Commenting on the Offer, Cameron McLatchie, Chairman of BPI, said:
"The last five years have seen consistent improvements in BPI's performance and prospects, but not all of this progress has been reflected in the price or rating of BPI's shares. RPC has recognised the value inherent in our business and prospects by making an offer at an attractive premium to the share price. BPI's business should benefit from the ability of a larger group to expand its footprint in Europe and beyond. Shareholders will benefit from enhanced liquidity for their investment, and employees will have access to the opportunities available in a larger group. The BPI board is therefore unanimously recommending acceptance of the Offer."
Commenting on the Offer, Pim Vervaat, Chief Executive Officer of RPC, said:
"With today's announcement, RPC is taking another important step in delivering its Vision 2020 strategy.
The proposed Offer for BPI represents a compelling strategic opportunity for RPC to enter the European polythene films market through an established platform. BPI has a strong product portfolio with attractive market positions in its core markets in Europe.

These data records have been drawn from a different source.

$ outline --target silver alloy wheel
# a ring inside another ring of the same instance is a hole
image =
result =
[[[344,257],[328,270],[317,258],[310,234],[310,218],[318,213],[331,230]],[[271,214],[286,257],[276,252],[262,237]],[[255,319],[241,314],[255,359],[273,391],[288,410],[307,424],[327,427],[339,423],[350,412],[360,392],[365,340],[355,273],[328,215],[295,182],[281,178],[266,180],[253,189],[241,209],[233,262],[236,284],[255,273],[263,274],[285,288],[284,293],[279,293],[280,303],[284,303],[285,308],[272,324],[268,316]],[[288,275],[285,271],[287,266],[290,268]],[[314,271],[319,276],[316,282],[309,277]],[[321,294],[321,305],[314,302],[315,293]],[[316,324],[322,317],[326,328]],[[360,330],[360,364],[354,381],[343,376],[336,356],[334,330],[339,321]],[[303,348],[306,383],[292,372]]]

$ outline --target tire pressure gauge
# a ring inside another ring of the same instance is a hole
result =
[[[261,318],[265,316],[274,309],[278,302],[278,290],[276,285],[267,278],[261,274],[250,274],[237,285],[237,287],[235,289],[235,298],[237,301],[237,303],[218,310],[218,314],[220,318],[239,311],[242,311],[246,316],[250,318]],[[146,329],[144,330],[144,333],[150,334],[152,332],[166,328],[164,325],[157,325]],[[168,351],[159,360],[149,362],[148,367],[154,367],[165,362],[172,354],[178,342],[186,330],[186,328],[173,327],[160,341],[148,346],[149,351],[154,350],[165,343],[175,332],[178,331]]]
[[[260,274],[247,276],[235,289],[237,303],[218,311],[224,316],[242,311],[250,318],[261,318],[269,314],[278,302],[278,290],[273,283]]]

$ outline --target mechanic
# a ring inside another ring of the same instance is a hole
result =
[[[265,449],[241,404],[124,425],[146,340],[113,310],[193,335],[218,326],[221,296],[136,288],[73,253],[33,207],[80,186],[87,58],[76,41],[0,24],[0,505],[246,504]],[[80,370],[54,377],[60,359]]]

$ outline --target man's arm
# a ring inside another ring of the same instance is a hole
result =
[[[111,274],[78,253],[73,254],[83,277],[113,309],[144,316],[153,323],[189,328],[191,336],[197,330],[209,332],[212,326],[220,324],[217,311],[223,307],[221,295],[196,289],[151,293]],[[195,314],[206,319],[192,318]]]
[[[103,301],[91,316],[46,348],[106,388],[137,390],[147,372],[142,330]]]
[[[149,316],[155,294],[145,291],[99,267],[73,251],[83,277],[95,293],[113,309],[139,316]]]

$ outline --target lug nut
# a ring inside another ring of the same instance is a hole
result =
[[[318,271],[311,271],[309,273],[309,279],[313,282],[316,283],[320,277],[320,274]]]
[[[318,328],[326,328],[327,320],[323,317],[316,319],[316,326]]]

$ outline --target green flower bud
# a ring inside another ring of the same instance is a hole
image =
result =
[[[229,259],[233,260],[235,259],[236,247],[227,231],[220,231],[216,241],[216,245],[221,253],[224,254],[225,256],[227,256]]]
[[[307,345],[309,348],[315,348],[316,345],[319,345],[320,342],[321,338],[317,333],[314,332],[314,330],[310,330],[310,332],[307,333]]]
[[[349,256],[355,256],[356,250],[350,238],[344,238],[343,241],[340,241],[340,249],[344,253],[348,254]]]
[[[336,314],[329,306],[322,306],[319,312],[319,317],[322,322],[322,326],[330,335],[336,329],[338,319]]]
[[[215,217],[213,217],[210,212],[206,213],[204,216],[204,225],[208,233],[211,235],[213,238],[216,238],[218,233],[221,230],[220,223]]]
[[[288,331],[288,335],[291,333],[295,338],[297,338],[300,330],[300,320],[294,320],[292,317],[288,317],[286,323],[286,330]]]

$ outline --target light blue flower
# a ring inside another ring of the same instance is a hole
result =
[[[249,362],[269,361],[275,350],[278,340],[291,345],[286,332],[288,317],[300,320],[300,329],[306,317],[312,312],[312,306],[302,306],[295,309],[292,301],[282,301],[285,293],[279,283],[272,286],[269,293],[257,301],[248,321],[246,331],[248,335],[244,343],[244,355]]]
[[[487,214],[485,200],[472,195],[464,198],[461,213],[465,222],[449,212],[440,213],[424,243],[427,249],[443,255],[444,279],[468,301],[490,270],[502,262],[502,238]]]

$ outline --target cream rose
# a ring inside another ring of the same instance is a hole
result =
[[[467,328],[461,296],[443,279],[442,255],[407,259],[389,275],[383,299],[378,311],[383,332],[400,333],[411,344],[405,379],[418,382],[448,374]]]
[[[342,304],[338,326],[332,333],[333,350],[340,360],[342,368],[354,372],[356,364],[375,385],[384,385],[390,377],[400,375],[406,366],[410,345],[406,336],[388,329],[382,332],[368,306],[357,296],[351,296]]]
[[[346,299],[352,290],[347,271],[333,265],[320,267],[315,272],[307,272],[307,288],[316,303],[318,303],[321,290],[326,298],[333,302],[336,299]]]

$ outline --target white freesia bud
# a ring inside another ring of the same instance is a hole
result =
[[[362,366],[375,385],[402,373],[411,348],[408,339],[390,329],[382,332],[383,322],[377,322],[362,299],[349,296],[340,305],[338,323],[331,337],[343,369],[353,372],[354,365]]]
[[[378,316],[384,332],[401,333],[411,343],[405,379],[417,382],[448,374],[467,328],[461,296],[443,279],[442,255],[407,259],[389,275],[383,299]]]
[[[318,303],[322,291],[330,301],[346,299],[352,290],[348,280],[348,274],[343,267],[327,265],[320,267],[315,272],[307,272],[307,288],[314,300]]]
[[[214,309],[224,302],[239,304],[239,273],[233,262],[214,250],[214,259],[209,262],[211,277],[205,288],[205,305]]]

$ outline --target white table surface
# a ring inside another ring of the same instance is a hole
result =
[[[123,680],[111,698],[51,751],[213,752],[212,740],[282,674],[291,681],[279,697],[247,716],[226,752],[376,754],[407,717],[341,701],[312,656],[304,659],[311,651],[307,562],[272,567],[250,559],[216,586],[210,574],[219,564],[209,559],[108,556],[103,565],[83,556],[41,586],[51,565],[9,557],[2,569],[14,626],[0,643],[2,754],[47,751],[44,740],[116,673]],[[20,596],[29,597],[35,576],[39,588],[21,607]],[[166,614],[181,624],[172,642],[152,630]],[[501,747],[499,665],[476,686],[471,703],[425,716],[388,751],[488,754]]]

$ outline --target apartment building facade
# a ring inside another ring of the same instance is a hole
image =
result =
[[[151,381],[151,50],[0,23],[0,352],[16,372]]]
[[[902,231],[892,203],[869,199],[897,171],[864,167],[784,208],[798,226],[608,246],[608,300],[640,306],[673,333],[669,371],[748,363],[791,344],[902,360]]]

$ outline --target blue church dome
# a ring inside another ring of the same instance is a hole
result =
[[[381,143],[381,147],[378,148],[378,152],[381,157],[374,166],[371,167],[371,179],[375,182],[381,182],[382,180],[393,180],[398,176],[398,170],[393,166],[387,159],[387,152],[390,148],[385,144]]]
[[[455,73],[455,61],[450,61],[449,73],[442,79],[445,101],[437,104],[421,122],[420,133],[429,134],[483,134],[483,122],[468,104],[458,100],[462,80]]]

The combination will further broaden RPC's range of polymer conversion technologies in line with global peers, establish a new growth platform with a strong cost synergy potential whilst enhancing the Group's overall polymer buying capability.
I believe the combination of RPC and BPI is an excellent strategic fit and look forward to growing the enlarged platform to continue generating value for our customers and our shareholders."
This summary should be read in conjunction with, and is subject to, the full text of this Announcement and its Appendices. In particular, the Offer is subject to the Conditions and further terms set out in Appendix I. Appendix II contains details of sources and bases of certain information contained in this Announcement. Appendix III contains certain details relating to the irrevocable undertakings referred to in this Announcement. Appendix IV contains details of and bases of calculation of anticipated merger benefits of the Acquisition and of the related reports from RPC's reporting accountant, KPMG, and its financial adviser, Rothschild. Appendix V contains definitions of certain terms used in this Announcement.
For the purposes of Rule 28 of the Takeover Code, the Quantified Financial Benefits Statement contained in this Announcement is the responsibility of RPC and the RPC Directors. Each of KPMG and Rothschild have given and not withdrawn their consent for the publication of their reports in this Announcement in the form and context in which they are included.
RPC will host an analyst and investor presentation at 9 a.m. today at the offices of FTI Consulting, 200 Aldersgate, Aldersgate Street, London, EC1A 4HD.